The Indiana Court of Appeals revoked a man’s protective order against the mother of his child when it found that her excessive messaging in a 24-hour period did not constitute stalking.

M.A. and S.H. were previously involved in an intimate relationship and have one daughter together, but they remained out of contact with each other until September 2017.

Three months later, M.A. filed a petition for an order of protection, alleging that S.H. committed stalking against him by sending him 165 text messages in one day. The texts allegedly expressed anger at M.A.’s decision to have another child with someone else and at his performance as a father.
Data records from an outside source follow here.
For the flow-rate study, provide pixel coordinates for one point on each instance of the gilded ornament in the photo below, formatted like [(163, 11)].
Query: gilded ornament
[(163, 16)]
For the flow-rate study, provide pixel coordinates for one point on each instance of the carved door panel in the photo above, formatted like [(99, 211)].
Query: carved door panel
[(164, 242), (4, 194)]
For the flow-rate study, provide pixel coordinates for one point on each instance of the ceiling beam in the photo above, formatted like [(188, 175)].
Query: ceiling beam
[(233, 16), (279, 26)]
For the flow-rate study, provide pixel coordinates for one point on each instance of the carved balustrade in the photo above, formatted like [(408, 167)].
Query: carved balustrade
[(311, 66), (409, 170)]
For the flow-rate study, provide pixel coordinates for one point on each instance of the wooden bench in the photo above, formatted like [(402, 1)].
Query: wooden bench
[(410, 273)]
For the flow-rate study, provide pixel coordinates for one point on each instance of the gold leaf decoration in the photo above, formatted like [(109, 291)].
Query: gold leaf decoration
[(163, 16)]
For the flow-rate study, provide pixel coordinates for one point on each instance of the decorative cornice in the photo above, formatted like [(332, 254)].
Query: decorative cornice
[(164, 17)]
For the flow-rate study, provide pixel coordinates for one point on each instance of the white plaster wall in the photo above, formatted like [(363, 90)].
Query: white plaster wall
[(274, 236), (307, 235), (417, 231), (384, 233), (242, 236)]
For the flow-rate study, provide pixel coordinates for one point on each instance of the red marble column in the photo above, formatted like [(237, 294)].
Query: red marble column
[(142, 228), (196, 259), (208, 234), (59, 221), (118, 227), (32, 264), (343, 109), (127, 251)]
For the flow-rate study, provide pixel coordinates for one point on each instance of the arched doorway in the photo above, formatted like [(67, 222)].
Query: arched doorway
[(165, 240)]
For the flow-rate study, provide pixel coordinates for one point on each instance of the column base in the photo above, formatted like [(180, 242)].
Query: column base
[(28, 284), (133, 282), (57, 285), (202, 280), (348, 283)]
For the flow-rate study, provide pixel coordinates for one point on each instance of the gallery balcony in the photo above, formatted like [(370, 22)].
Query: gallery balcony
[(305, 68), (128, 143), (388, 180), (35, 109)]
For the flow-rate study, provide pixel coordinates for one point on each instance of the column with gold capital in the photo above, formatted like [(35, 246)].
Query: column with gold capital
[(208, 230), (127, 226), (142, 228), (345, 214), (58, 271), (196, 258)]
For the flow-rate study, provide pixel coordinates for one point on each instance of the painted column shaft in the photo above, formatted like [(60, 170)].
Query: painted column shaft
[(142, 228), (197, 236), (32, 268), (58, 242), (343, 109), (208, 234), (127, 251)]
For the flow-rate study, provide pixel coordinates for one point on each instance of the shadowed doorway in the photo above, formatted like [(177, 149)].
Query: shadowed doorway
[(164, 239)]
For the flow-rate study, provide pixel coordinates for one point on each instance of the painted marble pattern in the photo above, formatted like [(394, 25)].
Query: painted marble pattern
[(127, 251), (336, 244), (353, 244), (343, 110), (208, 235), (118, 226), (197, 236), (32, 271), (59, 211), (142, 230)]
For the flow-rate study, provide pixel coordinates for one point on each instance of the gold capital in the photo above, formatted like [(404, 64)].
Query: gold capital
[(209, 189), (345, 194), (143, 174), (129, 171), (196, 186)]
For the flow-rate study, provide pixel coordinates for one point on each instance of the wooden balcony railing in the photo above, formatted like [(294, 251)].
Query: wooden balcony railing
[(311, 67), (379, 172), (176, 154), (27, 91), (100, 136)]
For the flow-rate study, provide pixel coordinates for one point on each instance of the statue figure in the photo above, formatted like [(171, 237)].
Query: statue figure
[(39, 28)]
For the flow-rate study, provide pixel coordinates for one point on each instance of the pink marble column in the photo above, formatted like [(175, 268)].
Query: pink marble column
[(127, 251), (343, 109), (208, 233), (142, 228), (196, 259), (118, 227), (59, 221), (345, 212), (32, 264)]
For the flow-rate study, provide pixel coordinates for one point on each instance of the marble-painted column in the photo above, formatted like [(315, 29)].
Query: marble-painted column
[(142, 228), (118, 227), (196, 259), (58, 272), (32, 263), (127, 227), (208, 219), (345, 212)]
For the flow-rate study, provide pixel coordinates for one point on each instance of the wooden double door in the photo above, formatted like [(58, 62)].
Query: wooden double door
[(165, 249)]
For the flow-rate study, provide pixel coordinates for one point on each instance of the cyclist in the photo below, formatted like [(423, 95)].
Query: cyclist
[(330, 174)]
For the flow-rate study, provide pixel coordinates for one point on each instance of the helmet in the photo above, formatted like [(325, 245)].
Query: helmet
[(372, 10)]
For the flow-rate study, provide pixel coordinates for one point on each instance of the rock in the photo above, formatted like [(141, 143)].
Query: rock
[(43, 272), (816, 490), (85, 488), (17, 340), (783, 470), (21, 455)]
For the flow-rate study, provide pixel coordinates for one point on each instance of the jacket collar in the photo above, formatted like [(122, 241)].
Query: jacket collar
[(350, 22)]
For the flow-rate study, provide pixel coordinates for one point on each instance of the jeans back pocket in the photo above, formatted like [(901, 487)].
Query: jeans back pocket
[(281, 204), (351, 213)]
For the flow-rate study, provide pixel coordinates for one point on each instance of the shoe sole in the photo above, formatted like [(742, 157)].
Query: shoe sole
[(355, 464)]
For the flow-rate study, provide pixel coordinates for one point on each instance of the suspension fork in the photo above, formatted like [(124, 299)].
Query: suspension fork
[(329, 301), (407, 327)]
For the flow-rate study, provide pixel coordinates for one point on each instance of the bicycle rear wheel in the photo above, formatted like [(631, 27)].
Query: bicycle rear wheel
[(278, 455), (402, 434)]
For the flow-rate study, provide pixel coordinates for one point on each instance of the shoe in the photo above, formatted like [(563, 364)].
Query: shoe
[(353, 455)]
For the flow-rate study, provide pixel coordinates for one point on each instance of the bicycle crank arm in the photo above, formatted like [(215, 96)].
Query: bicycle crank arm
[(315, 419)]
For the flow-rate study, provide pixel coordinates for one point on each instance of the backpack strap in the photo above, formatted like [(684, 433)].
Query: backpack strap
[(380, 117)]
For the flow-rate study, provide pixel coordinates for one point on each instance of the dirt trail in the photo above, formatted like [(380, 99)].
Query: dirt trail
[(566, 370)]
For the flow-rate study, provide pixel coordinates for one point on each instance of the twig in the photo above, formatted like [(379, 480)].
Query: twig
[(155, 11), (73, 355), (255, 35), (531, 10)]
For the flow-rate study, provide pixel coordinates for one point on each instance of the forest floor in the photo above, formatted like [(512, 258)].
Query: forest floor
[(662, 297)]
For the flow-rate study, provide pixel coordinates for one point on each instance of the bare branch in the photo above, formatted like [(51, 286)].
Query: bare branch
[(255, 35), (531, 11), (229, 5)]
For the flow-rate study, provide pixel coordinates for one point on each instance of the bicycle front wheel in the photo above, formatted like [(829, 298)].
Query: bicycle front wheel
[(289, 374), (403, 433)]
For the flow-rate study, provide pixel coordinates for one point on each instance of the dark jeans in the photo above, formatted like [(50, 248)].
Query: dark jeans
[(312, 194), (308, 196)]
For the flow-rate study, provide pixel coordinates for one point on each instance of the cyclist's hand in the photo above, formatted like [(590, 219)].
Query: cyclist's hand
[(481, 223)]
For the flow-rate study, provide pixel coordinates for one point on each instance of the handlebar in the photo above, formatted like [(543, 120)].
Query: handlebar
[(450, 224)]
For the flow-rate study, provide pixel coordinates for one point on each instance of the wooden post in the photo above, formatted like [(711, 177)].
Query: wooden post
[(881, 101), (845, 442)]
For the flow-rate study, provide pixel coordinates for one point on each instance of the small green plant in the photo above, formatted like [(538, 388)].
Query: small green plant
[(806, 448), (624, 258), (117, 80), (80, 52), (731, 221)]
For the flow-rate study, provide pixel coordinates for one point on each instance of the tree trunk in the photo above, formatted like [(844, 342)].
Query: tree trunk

During a February 2018 hearing, M.A. only offered five text messages of the alleged 165 sent by S.H. into evidence. S.H. admitted to sending M.A. numerous messages that day, but he said that the messages in evidence did not properly reflect that they were part of a larger conversation between the two of them.

Despite S.H.’s offer to admit the entire 46-page conversation between her and M.A., the trial court sustained M.A.’s objection to its admittance. However, it did say that S.H. could submit a clean copy, but would not allow her to rip off the notated margins and submit it during that hearing.

The trial court ultimately found M.A. had shown by a preponderance of the evidence that the protective order was justified and issued the protective order.

On appeal, S.H. argued that M.A. did not present sufficient evidence to support the issuance of a protective order in his admitted text messages, and the appellate court agreed in a memorandum decision Tuesday, S.H. v. M.A. (mem. dec.), 18A-PO-526.

“Although S.H. is undoubtedly emotional in the text messages, the five messages, by themselves, do not establish ‘repeated or continuing impermissible contact’ with M.A.,” Chief Judge Nancy Vaidik wrote. “Rather, they reflect that S.H. was angry with M.A. about his parenting (or lack thereof).”

The appellate court also found that because the admitted text messages were in fact a part of a “much larger conversation” between M.A. and S.H., and M.A. objected to the admission of the 46-page conversation, he therefore could not rely on the unadmitted text messages to prove S.H. was stalking him.

“… (H)ad Exhibit 2 been admitted, it would have been clear that the messages in Exhibit A were part of a much larger conversation between M.A. and S.H,” Vaidik continued. “As this Court has stated before, ‘mutual communication between two parties [does not qualify] as harassment within the meaning of the stalking statute.’”

The appellate court therefore reversed the trial court’s issuance of the protective order and remanded with instructions to vacate it.